Given that the chamber publicly questioned the scientific evidence for human-made climate change and called for a lawsuit and high profile trial against the US EPA less than two months ago, perhaps they simply don’t understand the situation.
Here is what EPA economic studies of House climate change legislation have shown:
- Electricity Prices: In its core scenario, EPA found no electricity price increase in 2015 and 2020, vs. the reference case (business-as-usual) scenario. Two decades from now, by 2030, EPA found electricity prices increase by only 13 percent vs. the reference case.
- Household Consumption: Average household consumption is very minimally impacted: reduced by 0.03-0.08 percent in 2015, 0.10-0.11 percent in 2020, and 0.30-0.31 percent in 2030.

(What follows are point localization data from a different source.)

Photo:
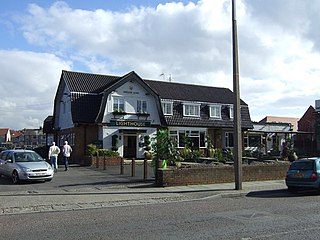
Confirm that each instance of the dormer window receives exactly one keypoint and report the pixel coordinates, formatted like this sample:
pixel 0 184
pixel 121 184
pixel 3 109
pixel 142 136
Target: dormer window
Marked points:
pixel 167 108
pixel 215 111
pixel 191 110
pixel 142 106
pixel 118 104
pixel 231 111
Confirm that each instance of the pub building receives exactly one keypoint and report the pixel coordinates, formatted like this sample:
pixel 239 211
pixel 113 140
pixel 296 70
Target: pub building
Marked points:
pixel 107 110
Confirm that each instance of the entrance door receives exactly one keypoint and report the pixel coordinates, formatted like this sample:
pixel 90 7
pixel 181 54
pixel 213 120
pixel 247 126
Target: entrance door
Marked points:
pixel 130 147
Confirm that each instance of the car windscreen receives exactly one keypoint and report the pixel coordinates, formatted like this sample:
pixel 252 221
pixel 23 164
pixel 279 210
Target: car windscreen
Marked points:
pixel 303 165
pixel 27 157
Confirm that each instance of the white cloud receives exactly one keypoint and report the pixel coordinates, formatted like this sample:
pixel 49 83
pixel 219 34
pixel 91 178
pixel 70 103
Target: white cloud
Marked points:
pixel 278 47
pixel 28 86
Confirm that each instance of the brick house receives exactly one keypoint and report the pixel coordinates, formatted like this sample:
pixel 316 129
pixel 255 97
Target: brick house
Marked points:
pixel 93 108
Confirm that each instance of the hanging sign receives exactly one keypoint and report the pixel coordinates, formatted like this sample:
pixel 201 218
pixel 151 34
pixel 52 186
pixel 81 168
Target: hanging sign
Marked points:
pixel 119 123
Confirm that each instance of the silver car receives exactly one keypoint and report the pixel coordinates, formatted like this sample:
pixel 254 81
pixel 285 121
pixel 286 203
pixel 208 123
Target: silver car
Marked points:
pixel 24 165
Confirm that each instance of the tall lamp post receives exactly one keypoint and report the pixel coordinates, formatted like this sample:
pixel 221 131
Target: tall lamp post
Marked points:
pixel 237 113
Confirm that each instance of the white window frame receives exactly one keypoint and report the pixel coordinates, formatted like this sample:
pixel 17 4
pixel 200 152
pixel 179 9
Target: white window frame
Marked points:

- Household Consumption Growth: 5 and 10 year average annual household consumption growth is reduced only 0.1 percent for 2015 and 2020.
- Total climate change legislation cost: $30 billion in 2020 and $213 billion in 2050.
Now, what are the potential cost implications of pursuing the business-as-usual case and doing nothing? NRDC conducted a study asking that very question, and here is what they found. If climate change is left unchecked and we pursue a business-as-usual scenario, America will face:
- Increased hurricane damage: Economic losses caused by the increasing intensity of Atlantic and Gulf Coast storms.
- Real estate losses: Rising sea levels result in damaged or destroyed real estate.
- Energy costs: Rising temperatures will have a net effect of increasing energy demand for air conditioning and refrigeration, even after accounting for the reduction in winter heating demand in northern latitudes.
- Water costs: Increased costs to provide water to the driest and most water-stressed parts of the US as climate change exacerbates drought conditions and disrupts existing patterns of water supply.
- Total cost of the business-as-usual scenario: $271 billion in 2025 and $506 billion in 2050.
According to these studies, through the climate change legislation the U.S. Chamber of Commerce so vigorously opposes, the American people and American businesses stand to avoid over $200 billion in economic costs in 2020 and nearly $300 billion in economic costs in 2050.
This fact begs the simple question: Is the US Chamber of Commerce really between a rock and a hard place, or are they simply looking in the rear-view mirror instead of focusing on the road ahead?
PG&E, PNM, Exelon, Nike, and Apple have all made their opinions clear.